Chair Grijalva Leads Amicus Brief With Reps. Velázquez and Soto Opposing PREPA Debt Restructuring Agreement
Washington D.C. – Natural Resources Committee Chair Raúl M. Grijalva (D-Ariz.) today filed an amicus brief in the U.S. District Court of Puerto Rico expressing opposition to the Puerto Rico Electric Power Authority (PREPA) Restructuring Support Agreement (RSA). Grijalva’s brief was signed by Small Business Committee Chair Nydia Velázquez (D-N.Y.) and Rep. Darren Soto (D-Fla.), both members of the Natural Resources CommitAlextee.
Grijalva, Velázquez and Soto have helped lead oversight of PREPA’s debt restructuring since the beginning of the 116th Congress. Earlier this year the three lawmakers co-led a letter to the Puerto Rico Legislative Assembly urging RSA opposition. Grijalva and Velázquez wrote an op-edin July arguing that the PREPA RSA in its current form would put most of the burden on working people and negatively impact economic development in Puerto Rico.
“We should support quality of life and economic prosperity in Puerto Rico, and the current PREPA restructuring agreement supports neither,” said Chair Grijalva. “The people of Puerto Rico have suffered enough from hurricane damage, from austerity, and from the cruelty of the Trump administration. We’ve seen too many attempts to treat millions of U.S. citizens as a bondholder piggy bank rather than a community in need of assistance. I stand with those who prefer a sustainable economic future to more court battles and deepening poverty.”
“The PREPA Restructuring Support Agreement would impose unbearable rate hikes on consumers and businesses alike, further undercutting Puerto Rico’s economy and fueling additional outmigration from the Island,” said Chair Velázquez. “Moreover, this agreement shortsightedly fails to invest in a more resilient and environmentally sustainable electric grid. PREPA bondholders should not be paid off by punishing the people of Puerto Rico who’ve already suffered enormously. I’ve previously raised these concerns with the Board, repeatedly.
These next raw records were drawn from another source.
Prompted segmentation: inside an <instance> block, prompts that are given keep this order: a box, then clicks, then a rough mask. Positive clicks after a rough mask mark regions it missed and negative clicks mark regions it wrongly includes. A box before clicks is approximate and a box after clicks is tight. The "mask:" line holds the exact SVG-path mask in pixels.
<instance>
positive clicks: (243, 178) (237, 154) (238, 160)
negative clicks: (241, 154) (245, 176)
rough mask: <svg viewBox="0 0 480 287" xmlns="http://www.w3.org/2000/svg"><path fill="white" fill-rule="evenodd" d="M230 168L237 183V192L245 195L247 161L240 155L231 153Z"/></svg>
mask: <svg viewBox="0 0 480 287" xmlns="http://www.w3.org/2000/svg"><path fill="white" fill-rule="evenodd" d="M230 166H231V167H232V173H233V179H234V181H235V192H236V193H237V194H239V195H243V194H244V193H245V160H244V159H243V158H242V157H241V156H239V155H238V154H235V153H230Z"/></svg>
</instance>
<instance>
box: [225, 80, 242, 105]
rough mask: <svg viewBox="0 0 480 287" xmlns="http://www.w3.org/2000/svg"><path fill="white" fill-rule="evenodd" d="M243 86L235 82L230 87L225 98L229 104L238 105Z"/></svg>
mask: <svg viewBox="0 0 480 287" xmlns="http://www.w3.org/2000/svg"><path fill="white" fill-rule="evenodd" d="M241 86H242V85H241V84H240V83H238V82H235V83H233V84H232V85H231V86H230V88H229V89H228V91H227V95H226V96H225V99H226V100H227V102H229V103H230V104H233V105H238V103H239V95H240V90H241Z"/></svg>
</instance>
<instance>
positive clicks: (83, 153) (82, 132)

Now, the Court should reject this agreement, so an alternative plan that prioritizes Puerto Rico’s environmental and economic future can be developed.”
“After everything the Puerto Rican people have suffered, we can all agree that they deserve nothing short of reliable, affordable power,” said Rep. Soto. “Unfortunately, the PREPA Restructuring Support Agreement falls short of its goals and inhibits local initiatives to go green by 2050. With that, we owe it to our Puerto Rican brothers and sisters to ensure a prosperous and efficient future.”
In May of this year, PREPA reached a new RSA with creditors to allow for the restructuring of more than $8 billion of legacy debt. In the amicusbrief, the lawmakers argue that when setting the terms of the RSA, the Oversight Board – as the representative of PREPA, several of PREPA’s bondholders, and the Puerto Rico Fiscal Agency and Financial Advisory Authority – did not consider Puerto Rico’s declining economy, its decrease in population, and the high percentage of people that live under the poverty line and cannot afford a high cost of living.
PREPA is the main provider of power to Puerto Rico, and the RSA will worsen Puerto Rico’s financial crisis. If approved, the RSA will provoke a decrease in demand for electricity, which will result in revenue loss for PREPA and the agency’s eventual dismantling.
Grijalva, Velázquez and Soto visited Puerto Rico in March as part of their #ListenToPuertoRico tour, where they spoke directly with community members. The lawmakers gathered information on failed federal recovery efforts in the wake of Hurricane Maria and on the ongoing economic and social impacts of fiscal austerity, which helped to inform today’s brief.